Kur’an’da ticaret ahlakı ile ilgili şöyle buyrulmaktadır:
“Eksik ölçüp tartanların vay haline! Onlar, insanlardan ölçerek bir şey aldıklarında tam ölçerler. Kendileri başkalarına vermek için ölçüp tarttıklarında ise haksızlık ederler. Onlar, o büyük günde -ki, işte o gün insanlar âlemlerin rabbinin huzuruna çıkacaklar- diriltileceklerini akıllarına getirmiyorlar mı?”2 Ayrıca ticarette yapılan yanlışlar ve kandırmalar yüzünden Medyen halkı da helak olmuştur.
Hz. Peygamber’in Dilinden Ticaret Ahlakı
Ashab-ı Kiramdan ticaretle meşgul olan bir sahabi Mekkeli Kays bin Ebu Gareze el-Ğıfarî (r.a.), Rasulullah’ın tacirlere yönelik üslubunu ve tavsiyelerini bakınız nasıl anlatıyor:
Hicretten önce halk bizi simsarlar diye adlandırırdı. Medine’de bir gün Rasulullah (s.a.) bize uğradı ve bu isimden daha güzel bir isimle hitap ederek şöyle söyledi: “Ey tacirler topluluğu, ticarete (genellikle) yalan ve yemin karışır, siz de ona sadakayı karıştırınız.”3 Allah Resulü, realiteden uzaklaşmış değil. “Ticarete yalan ve yemin karışır,” buyuruyor ve tashih işlemini yapıyor.

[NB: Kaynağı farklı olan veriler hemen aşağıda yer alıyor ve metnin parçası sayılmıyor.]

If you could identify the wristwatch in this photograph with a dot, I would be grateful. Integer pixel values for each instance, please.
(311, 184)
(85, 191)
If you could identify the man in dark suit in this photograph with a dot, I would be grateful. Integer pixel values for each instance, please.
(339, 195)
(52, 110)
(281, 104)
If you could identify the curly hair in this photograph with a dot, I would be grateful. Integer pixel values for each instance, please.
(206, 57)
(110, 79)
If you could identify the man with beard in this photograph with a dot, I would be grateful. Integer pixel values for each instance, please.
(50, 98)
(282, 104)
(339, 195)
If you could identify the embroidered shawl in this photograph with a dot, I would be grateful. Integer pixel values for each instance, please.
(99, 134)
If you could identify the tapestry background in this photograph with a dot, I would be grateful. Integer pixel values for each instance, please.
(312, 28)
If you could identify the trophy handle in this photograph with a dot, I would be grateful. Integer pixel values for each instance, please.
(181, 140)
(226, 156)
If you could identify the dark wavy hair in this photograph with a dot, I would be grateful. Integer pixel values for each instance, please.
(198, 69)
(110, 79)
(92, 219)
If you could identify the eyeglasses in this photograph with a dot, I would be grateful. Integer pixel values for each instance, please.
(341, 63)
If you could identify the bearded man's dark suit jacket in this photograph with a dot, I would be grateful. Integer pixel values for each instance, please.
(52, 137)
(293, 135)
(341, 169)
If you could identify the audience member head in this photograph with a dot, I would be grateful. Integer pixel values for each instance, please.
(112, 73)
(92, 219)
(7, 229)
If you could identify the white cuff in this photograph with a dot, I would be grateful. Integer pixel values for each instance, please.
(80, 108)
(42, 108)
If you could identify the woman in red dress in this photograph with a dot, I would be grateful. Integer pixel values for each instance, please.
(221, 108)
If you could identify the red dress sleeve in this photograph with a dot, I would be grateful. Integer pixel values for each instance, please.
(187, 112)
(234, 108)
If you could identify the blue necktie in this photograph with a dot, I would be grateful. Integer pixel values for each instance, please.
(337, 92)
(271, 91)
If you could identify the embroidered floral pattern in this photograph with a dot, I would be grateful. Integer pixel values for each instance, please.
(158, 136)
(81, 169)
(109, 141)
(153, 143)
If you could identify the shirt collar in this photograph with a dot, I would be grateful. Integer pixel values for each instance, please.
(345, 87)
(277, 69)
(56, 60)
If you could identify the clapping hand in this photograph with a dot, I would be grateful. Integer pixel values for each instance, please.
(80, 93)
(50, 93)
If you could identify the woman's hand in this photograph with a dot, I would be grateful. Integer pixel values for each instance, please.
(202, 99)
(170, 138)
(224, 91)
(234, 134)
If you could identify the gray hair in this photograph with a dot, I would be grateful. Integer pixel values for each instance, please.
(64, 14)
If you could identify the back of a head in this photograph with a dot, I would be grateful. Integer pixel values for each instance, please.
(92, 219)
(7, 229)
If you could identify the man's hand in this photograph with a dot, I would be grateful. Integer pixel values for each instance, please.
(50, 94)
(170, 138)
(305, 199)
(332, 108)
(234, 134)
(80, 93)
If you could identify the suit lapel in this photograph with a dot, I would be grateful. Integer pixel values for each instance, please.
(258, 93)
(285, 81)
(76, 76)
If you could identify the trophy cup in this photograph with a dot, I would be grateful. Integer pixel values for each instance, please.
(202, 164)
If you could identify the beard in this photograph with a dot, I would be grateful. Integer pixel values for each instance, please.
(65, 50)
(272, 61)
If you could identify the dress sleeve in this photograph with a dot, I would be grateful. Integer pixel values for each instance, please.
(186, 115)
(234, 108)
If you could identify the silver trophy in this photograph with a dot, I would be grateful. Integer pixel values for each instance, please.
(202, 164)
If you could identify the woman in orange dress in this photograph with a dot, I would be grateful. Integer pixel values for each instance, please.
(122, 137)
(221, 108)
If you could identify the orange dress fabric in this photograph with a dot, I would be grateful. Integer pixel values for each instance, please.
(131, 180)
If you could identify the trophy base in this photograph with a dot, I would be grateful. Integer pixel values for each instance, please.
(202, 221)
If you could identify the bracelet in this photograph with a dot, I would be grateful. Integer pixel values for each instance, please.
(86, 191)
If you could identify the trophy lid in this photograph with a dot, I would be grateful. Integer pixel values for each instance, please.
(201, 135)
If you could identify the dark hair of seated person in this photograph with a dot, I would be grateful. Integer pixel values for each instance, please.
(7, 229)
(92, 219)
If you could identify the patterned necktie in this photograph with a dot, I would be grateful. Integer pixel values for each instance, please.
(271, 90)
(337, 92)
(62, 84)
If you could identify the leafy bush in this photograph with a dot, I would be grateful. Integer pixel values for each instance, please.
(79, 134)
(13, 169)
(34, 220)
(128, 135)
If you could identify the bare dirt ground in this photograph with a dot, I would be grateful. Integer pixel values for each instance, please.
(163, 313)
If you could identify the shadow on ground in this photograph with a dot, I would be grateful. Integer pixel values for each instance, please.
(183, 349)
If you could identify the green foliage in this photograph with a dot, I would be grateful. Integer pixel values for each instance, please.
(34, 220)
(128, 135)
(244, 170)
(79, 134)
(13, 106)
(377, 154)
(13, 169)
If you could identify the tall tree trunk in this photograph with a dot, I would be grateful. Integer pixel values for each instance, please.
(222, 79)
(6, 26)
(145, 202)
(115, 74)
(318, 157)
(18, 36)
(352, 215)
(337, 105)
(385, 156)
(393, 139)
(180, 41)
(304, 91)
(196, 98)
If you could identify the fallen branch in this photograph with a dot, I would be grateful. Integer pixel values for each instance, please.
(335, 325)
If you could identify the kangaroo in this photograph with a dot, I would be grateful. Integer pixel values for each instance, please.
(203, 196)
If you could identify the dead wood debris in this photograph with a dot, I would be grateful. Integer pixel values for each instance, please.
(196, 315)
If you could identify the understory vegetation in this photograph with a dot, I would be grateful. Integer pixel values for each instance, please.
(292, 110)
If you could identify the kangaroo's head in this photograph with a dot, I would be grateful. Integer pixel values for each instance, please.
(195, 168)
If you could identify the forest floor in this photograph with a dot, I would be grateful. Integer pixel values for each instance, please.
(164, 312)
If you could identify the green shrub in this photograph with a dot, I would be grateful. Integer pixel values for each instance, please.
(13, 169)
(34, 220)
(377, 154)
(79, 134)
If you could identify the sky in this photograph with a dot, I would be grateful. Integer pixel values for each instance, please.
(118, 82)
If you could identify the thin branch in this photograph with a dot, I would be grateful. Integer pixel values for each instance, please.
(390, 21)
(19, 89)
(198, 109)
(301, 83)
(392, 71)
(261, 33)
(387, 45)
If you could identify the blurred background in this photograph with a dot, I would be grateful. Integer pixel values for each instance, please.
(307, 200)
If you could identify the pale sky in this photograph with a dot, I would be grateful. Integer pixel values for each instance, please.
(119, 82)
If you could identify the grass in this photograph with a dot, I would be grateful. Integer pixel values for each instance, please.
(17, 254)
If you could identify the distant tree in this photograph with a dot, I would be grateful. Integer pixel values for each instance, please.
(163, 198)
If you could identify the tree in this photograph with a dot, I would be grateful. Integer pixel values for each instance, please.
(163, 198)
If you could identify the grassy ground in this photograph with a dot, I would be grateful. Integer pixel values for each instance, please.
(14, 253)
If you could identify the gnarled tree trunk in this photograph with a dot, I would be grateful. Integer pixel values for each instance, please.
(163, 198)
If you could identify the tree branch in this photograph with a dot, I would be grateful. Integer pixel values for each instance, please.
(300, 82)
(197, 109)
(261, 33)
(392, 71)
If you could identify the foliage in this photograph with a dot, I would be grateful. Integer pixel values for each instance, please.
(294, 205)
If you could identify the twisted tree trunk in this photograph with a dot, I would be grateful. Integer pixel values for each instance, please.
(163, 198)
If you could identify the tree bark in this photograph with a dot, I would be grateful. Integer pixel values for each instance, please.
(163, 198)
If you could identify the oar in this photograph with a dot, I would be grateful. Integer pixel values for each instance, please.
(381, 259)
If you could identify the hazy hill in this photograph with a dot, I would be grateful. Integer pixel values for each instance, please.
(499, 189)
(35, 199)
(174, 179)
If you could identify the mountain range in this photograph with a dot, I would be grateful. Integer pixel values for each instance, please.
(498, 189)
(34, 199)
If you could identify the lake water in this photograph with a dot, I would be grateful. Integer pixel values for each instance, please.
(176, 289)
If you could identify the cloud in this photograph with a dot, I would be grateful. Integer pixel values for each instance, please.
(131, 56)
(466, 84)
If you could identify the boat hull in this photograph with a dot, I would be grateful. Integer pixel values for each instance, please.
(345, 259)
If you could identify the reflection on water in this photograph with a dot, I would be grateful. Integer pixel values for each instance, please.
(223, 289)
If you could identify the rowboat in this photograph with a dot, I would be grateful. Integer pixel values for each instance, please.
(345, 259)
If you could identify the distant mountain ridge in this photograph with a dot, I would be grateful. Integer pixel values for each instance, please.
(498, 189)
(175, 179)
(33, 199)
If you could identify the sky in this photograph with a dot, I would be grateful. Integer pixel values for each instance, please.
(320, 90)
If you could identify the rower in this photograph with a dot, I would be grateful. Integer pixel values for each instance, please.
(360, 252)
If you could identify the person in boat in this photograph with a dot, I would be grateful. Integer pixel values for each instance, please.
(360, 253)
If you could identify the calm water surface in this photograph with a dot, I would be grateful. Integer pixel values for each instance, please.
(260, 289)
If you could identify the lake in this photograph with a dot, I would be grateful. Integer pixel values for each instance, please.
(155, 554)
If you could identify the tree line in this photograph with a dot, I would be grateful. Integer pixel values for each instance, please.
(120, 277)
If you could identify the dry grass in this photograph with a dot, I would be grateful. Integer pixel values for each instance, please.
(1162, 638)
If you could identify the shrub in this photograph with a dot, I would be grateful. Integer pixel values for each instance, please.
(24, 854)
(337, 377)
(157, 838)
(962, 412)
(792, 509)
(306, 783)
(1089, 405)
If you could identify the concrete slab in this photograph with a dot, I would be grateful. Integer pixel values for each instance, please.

Yalanı bırakın ve “siz de sadaka karıştırın.” diyor. Burada sadakanın anlamı, o kadar geniş ki müşteriye güler yüzle davranmadan, tartarken üç beş gram fazla tartmaya ve hatta müşteri malı iade etmek istediği zaman gönül hoşluğu içinde, yüzünü hiç buruşturmadan kabul etmeye kadar çok çeşitli tutum ve davranışlar sadakanın şümulüne giriyor. Zaten Hazreti Peygamber “Her iyilik sadakadır.”4 diye genel bir prensip koymamış mıydı?
Ticaretle ilgili genel bir altın öğütte daha Efendimiz şöyle buyurdu: “Allah alırken kolaylık gösteren, satarken kolaylık gösteren, öderken kolaylık gösteren ve borcunu isterken kolaylık gösteren kimseyi cennetine koymuştur.”5 Bu bizim kurtuluşumuza vesile olacak nitelikte bir bildiridir.
Rasulullah (s.a.v.) ticaret hayatı ile ilgili önemli bir prensibi de şöyle ferman buyuruyor: “Alışveriş yapan her iki taraf, akitten memnun kalmadıkça ayrılmasınlar.”4 Yani memnuniyet tek taraflı olmamalı ve ticaret deyip geçilmemeli.
Malı Aldık ve Hoşnut Kalmadık, Ne Yapalım?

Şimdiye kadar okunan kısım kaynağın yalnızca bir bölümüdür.